St Margaret and the Dragon

For no particular reason, except that I fell in love with this dragon, from Stories of the Life of St Margaret, in the Musée des Beaux Arts, Dijon

Many years ago, I visited Lipari, one of the Aeolian Islands north of Sicily. It’s a lovely place, except that for a day or so while I was there, the sirocco blew. This is a hot wind that comes up from the Sahara Desert carrying on it tiny grains of sand. They must rub together to form an electric charge. Certainly the combination of heat, grit and positive ions is thoroughly unpleasant.

There’s a very good archaeological museum on Lipari, with lots of objects such as amphorae recovered from ancient shipwrecks, but what I particularly remember were the Neolithic remains from the region, in almost perfect condition, because they are buried under layer upon layer of fine Sahara sand. Because the sirocco blows so regularly every year, they can estimate their age from the depth of the sand they are deposited in.

At the moment, I am on holiday in the Rhône Valley in France and I’ve just been introduced to another famous wind: the Mistral. The Mistral is a cold wind that blows south down the valley of the Rhône. The Rhône flows down from the Alps, so its water, and the air above it, is cold. At Lyon it meets the warm water, and air, of the Saône river. Under the right (or wrong!) conditions, when the two rivers meet the cold air of the Rhône warms (just a little) and expands. Trapped between the Alps and the Massif Centrale, it has nowhere to go but south wards down the valley in a fierce blast of cold air.

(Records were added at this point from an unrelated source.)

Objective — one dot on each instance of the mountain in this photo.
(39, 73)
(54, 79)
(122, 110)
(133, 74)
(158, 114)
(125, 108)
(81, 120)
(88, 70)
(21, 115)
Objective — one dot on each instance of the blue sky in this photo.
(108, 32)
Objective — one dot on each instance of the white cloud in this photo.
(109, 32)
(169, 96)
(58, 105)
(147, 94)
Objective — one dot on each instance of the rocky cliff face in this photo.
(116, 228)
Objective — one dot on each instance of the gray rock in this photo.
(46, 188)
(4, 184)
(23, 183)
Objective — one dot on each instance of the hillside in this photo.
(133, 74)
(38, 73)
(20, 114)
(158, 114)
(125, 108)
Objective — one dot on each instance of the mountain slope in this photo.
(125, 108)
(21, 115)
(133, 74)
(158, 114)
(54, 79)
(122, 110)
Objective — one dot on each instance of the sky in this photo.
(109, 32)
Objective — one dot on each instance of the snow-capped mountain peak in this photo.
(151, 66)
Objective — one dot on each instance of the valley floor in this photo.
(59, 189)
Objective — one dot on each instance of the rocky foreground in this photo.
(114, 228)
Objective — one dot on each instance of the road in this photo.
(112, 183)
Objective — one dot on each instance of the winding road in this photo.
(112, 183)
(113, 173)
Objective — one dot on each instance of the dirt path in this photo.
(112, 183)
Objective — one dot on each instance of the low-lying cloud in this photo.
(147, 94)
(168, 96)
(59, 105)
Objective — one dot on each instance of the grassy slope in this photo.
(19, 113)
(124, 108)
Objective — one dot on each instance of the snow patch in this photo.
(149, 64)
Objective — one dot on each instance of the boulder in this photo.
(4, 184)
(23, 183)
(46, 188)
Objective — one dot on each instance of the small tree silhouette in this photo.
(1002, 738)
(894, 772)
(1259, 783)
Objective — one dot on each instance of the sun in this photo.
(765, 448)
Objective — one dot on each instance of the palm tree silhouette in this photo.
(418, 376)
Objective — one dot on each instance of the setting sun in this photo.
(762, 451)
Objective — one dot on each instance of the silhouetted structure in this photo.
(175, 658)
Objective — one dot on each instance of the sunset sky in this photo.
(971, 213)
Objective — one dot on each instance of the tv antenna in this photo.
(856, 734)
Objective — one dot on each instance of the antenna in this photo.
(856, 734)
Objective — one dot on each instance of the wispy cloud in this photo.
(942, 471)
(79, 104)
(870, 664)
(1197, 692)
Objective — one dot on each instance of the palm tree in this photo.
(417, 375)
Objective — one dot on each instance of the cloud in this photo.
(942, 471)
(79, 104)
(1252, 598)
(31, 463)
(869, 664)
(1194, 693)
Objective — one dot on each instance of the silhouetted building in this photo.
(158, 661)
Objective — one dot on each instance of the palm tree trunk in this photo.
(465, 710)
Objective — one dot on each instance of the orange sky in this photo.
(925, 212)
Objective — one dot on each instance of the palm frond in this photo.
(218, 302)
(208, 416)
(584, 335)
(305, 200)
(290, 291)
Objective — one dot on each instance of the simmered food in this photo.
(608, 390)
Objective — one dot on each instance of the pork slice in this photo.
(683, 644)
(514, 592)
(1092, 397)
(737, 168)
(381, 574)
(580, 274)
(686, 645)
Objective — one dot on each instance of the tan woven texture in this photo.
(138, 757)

I have been told that in Provence, the Mistral used to be a mitigating factor in legal cases. If the Mistral blows for 9 days, then a murder committed on the 9th day was treated as a crime of passion, not as a cold blooded murder. Having lived through just 3 days of the Mistral, I can believe it!

Except for the wind, this trip through southern France has been glorious – but I’ve been remiss at writing blog posts as a result. The Mistral, though, has got me thinking about some of the less obvious causes of human behaviour – those that we historians tend to ignore, because they are missing from the written records. Good and bad weather and its irritations, local weather lore and how it feeds into the way people act – these are questions I want to think about some more.

Above all, why is it that we give names to particular winds? I can understand why sailors do so, but landlubbers do it too. My favourite gentle name for a wind is the Fremantle Doctor, the sea breeze that reaches Perth in Western Australia in the late afternoon, bringing cool winds from Fremantle in the south, and improving people’s disposition and general health.

Perhaps it’s appropriate that I first thought about the names of winds on the Aeolian Islands – where King Aeolus gave Odysseus a bag of wind to blow him safely home to Ithaca. Odysseus foolishly opened the bag too soon and was blown off course around the Mediterranean. I guess winds have been blowing us off course ever since.

4 responses to “And they call the wind…?

  1. We live on our yacht, Tramontana, named for one of those winds that blew Odysseus around the Mediterranean. Here in the NT we don’t have any such monikered winds, but we have ‘Mango Madness’, a hot humid testing time around October-December, when the build-up to the wet season drives people a little crazy. There’s an increase in violent crime and murder, and less devastating erratic behaviour is often excused or explained with the comment – mango madness…

    Love your blog!

  2. Thank you Joanne. Mango Madness sounds a very similar phenomenon.

  3. I grew up in California, where Santa Ana winds were, literally hell – a hot, dry, dusty wind that makes everyone twitchy, nervous, irritable. Worse, they can carry a fungus in the dust that causes an influenza-type illness. And worst of all, they fuel terrible wildfires. Some winds are no joke.